I couldn't help but get as far away from him as possible. I was on the edge of my bed when he started to make his way towards me. I intended to yell but I felt as if my voice had left me.
"What the fuck Alec" I said when I got my voice back. I was shaking and I felt tears threatening to come out. His dark eyes stared at me coldly like there wasn't anybody inside him.
He was so close to me, but he didn't dare to touch me. He was standing near me and it seemed like he was at war with himself. After a while he groaned and walked away from me.
"I can't fucking do it" he yelled loudly which made me jump. He put his hands in between his hair while making his way towards the corner of my room. He sat on the love seat before putting his head in between his legs.

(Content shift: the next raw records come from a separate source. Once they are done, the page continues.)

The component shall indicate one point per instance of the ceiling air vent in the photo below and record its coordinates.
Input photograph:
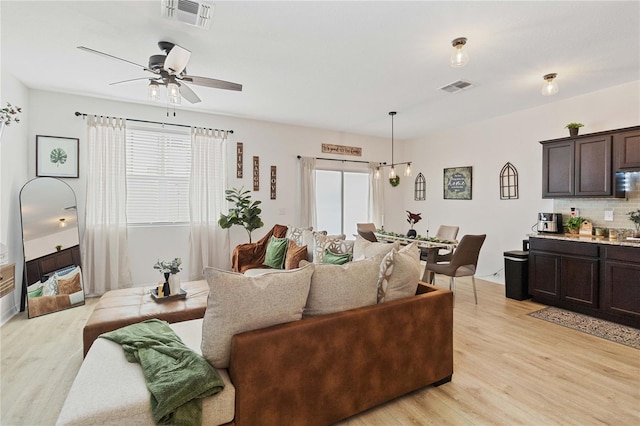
(197, 13)
(457, 86)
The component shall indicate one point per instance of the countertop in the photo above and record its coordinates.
(588, 239)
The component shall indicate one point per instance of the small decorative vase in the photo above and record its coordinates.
(174, 283)
(166, 288)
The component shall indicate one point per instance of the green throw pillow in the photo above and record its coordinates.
(335, 259)
(276, 252)
(35, 293)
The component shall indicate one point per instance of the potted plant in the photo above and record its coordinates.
(573, 128)
(244, 212)
(573, 224)
(634, 217)
(412, 218)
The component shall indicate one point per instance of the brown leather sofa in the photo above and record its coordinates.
(251, 255)
(323, 369)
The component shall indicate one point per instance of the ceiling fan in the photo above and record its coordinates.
(170, 70)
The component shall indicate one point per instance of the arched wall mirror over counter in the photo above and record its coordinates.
(53, 275)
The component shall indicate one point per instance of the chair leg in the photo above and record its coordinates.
(473, 281)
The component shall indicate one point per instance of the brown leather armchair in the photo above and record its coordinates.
(251, 255)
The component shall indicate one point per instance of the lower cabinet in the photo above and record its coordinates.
(596, 279)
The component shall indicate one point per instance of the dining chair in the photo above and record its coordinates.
(464, 262)
(366, 231)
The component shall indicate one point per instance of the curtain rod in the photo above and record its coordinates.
(344, 161)
(78, 114)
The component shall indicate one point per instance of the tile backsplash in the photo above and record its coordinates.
(594, 208)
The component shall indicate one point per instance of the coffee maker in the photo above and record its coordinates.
(550, 223)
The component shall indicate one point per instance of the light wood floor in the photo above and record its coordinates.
(509, 369)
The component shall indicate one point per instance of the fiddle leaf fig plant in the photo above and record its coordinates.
(244, 212)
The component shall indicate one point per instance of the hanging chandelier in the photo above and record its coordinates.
(392, 171)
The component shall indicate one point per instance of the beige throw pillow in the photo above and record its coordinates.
(399, 274)
(238, 303)
(363, 249)
(336, 288)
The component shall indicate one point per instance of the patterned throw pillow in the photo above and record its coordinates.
(334, 245)
(297, 234)
(399, 274)
(237, 304)
(295, 254)
(335, 259)
(276, 252)
(336, 288)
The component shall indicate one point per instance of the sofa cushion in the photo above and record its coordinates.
(335, 259)
(363, 249)
(399, 273)
(295, 254)
(276, 252)
(335, 244)
(337, 288)
(108, 390)
(238, 303)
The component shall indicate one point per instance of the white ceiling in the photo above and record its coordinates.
(335, 65)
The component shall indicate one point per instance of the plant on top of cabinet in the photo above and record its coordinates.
(573, 128)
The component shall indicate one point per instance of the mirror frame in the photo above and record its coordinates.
(47, 264)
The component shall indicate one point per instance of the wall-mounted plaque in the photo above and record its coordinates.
(272, 183)
(239, 156)
(457, 183)
(341, 149)
(256, 173)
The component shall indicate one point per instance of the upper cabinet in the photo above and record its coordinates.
(627, 149)
(589, 166)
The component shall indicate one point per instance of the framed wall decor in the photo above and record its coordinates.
(457, 183)
(57, 156)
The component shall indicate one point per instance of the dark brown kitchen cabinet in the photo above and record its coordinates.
(589, 166)
(600, 280)
(621, 288)
(627, 149)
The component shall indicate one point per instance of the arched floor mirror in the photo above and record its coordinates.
(53, 275)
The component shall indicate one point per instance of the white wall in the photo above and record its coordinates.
(13, 174)
(276, 144)
(487, 146)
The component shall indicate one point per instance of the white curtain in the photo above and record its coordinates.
(209, 244)
(307, 192)
(376, 196)
(105, 255)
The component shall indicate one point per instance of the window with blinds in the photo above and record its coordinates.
(158, 168)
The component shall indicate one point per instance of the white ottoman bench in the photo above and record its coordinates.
(108, 390)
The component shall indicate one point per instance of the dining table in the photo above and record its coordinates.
(429, 248)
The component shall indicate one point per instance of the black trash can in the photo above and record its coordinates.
(516, 274)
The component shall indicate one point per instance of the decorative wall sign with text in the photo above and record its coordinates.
(239, 157)
(256, 173)
(272, 183)
(457, 183)
(341, 149)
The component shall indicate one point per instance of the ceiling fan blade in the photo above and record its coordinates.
(188, 94)
(133, 79)
(106, 55)
(177, 59)
(212, 82)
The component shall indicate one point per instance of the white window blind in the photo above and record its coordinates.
(158, 168)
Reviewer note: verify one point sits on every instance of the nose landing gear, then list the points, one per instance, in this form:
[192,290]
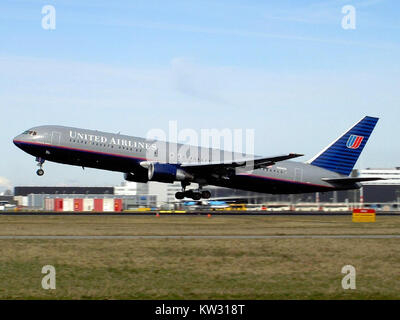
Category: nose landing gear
[40,171]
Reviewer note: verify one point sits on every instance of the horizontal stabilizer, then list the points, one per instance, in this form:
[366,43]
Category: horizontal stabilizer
[351,180]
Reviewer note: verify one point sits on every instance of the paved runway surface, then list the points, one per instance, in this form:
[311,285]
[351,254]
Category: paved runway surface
[193,213]
[215,237]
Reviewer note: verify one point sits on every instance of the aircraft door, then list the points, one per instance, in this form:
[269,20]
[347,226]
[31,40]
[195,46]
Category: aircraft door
[55,138]
[298,174]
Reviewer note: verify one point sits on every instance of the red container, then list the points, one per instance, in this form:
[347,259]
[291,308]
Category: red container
[78,205]
[58,205]
[118,205]
[98,205]
[364,211]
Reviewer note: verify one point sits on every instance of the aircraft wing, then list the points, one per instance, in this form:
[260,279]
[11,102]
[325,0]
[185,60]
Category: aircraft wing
[351,180]
[253,163]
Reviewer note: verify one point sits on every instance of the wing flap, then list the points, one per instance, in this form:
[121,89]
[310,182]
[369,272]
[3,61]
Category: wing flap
[350,180]
[254,163]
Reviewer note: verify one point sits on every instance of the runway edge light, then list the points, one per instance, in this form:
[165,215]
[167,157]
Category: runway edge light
[364,215]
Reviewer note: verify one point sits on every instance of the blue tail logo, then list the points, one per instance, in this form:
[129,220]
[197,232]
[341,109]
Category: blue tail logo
[354,141]
[342,154]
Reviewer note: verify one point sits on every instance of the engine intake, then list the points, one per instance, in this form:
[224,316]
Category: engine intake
[137,176]
[168,173]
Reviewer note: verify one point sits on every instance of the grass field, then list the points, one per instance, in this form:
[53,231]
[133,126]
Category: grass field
[198,268]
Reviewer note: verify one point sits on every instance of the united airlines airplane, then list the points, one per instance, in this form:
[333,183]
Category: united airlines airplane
[143,160]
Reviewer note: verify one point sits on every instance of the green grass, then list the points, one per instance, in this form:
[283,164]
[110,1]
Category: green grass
[199,269]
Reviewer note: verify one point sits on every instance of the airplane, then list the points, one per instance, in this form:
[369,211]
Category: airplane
[144,160]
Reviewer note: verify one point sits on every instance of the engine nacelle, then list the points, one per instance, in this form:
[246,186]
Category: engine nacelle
[137,176]
[163,172]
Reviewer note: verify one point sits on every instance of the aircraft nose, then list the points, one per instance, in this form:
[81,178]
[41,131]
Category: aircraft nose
[17,140]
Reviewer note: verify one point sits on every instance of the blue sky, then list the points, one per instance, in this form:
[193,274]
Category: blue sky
[286,69]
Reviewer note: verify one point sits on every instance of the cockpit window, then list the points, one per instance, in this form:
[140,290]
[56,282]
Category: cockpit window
[30,132]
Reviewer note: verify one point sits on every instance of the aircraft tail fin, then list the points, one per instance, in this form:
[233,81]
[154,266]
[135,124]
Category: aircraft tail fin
[342,154]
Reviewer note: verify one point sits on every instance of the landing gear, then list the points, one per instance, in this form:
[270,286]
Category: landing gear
[194,194]
[40,171]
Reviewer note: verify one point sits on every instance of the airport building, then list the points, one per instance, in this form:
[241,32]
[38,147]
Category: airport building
[161,195]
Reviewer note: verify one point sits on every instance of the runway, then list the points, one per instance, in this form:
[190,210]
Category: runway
[208,237]
[193,213]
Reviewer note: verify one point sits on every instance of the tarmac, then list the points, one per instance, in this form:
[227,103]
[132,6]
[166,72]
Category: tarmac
[210,237]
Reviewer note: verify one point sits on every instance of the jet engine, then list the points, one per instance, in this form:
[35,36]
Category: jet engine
[137,176]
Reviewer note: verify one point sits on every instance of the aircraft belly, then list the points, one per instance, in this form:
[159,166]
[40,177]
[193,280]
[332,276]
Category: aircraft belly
[268,185]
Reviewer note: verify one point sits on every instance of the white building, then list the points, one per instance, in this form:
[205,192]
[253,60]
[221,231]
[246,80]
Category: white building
[131,189]
[391,176]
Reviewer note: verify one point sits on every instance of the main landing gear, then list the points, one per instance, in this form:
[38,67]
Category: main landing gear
[40,171]
[194,194]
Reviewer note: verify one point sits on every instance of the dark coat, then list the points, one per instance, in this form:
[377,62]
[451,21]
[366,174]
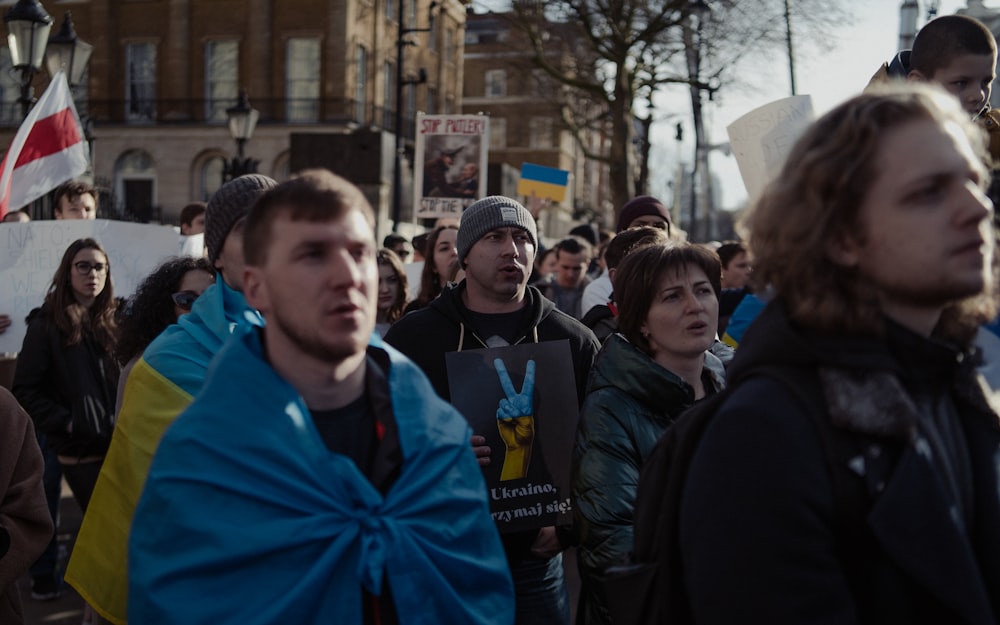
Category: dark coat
[24,515]
[631,400]
[426,335]
[773,531]
[59,385]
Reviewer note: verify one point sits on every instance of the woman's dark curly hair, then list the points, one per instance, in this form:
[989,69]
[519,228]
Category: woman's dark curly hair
[150,310]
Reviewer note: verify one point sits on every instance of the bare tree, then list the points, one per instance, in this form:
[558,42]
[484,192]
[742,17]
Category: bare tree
[610,55]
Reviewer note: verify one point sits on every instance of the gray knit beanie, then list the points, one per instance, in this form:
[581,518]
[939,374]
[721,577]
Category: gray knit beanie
[490,213]
[228,205]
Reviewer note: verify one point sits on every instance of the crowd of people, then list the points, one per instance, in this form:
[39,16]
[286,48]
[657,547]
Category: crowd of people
[275,433]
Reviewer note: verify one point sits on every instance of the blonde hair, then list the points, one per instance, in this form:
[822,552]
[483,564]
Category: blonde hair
[816,199]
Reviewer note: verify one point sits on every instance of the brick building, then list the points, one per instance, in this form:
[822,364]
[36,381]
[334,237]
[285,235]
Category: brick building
[163,72]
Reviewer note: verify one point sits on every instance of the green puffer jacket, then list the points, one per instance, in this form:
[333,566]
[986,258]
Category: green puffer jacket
[631,400]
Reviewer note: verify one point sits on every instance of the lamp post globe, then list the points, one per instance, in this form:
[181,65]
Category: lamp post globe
[28,27]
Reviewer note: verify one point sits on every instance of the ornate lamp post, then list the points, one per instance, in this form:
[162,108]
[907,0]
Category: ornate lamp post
[242,122]
[28,27]
[68,53]
[402,81]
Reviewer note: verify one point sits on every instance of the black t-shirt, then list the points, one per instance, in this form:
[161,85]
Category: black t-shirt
[350,431]
[498,329]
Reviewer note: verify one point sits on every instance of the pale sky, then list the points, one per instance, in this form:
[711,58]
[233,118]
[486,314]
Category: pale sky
[829,77]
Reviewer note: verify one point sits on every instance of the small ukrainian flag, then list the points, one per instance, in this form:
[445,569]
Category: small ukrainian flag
[545,182]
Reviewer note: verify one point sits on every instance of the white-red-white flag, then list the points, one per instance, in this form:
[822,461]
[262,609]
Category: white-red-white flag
[47,150]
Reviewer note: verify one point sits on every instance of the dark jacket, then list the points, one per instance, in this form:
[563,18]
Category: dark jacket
[59,385]
[895,528]
[426,335]
[631,400]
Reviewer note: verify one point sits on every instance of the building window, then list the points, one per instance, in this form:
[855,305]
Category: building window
[496,83]
[498,132]
[135,185]
[222,70]
[302,82]
[540,129]
[140,81]
[361,86]
[210,176]
[541,84]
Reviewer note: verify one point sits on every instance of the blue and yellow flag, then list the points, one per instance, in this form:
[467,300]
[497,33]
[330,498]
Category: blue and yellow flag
[544,182]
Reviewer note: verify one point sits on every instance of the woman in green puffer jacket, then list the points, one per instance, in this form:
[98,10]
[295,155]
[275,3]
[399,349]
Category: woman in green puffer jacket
[644,377]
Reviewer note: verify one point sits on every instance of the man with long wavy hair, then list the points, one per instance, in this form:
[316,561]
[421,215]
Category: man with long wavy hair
[852,473]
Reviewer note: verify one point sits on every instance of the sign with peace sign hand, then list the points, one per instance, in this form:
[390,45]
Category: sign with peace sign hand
[516,422]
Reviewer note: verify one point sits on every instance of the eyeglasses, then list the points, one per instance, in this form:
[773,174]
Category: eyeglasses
[184,299]
[84,268]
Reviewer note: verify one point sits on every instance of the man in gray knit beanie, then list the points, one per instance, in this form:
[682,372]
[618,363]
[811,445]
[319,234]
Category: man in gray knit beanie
[490,213]
[226,211]
[495,307]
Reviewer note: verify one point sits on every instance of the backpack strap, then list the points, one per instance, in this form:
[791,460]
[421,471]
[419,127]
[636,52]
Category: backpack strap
[649,589]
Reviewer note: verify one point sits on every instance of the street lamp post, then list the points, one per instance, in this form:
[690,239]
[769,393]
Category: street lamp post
[401,81]
[28,27]
[67,52]
[242,122]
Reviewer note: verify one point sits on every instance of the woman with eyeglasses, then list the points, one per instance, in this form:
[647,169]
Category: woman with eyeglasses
[66,373]
[393,290]
[166,294]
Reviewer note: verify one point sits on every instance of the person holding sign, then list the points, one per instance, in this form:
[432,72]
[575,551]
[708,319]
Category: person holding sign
[492,307]
[316,478]
[657,365]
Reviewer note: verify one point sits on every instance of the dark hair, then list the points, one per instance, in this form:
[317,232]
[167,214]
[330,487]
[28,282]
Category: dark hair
[192,210]
[816,199]
[392,239]
[150,310]
[627,241]
[72,318]
[70,190]
[419,242]
[389,258]
[730,250]
[314,195]
[574,245]
[587,232]
[947,37]
[431,284]
[638,278]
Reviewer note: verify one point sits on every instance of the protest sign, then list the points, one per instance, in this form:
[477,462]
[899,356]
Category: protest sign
[521,399]
[762,138]
[450,161]
[30,253]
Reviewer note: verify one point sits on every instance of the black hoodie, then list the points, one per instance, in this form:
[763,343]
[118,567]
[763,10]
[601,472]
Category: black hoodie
[445,325]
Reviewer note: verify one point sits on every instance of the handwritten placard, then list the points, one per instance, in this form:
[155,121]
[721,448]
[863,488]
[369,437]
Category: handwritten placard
[762,138]
[30,254]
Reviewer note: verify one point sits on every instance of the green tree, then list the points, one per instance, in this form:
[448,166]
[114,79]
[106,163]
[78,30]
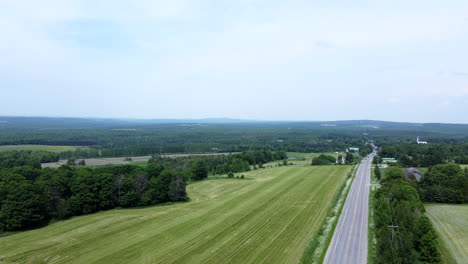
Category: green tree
[199,170]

"What the fuck!" I yelled louder, afraid. He looked up at me but didn't lock eyes with me.
"Your uncle wanted me to force you..." he stopped and suddenly locked eyes with me. Chills erupted on my skin when I saw the look on his face.
"I'm sorry" he said again. He looked guilty but I know he wasn't, he just wanted me to think that he was guilty about what he did.
He spoke to me again, his lips moving slowly though I couldn't understand. My mind was still trying to process everything that had happened. I was still trying to figure out what the fuck was going happened if he didn't stop.
I looked away from him and down at my hands. They were red and turned into a purple color. As I looked around my wrist I noticed that my hands were shaking uncontrollably. Suddenly I've seen large hands cover mine.
They were cold.
"Get the fuck away from me" I yelled as I looked up at Alec. I moved away from him and stood at the other side of the bed. He had a hard look as well but he had no right to.
"Get out" I whispered quietly. My breathing was loud and heavy.
"I said to get the fuck out of my room!" I yelled again once he didn't move an inch. He stared at me for a while before making his way out.
Once he was out, I quickly ran towards the door and locked it. I stared at the door, afraid Alec would come back to finish what he started.
The feeling of his tight grip on me didn't go away. His lips on my neck still lingered on my skin and all I wanted to do was wash it away.
I didn't realize that I was still wearing his jacket until now. I quickly took it off before throwing it on the floor. I didn't mind changing my wet clothes, and instead lay on my bed.
I wanted to convince myself that this wasn't real, that it was just a nightmare.
I tried but I couldn't hide the ugly truth.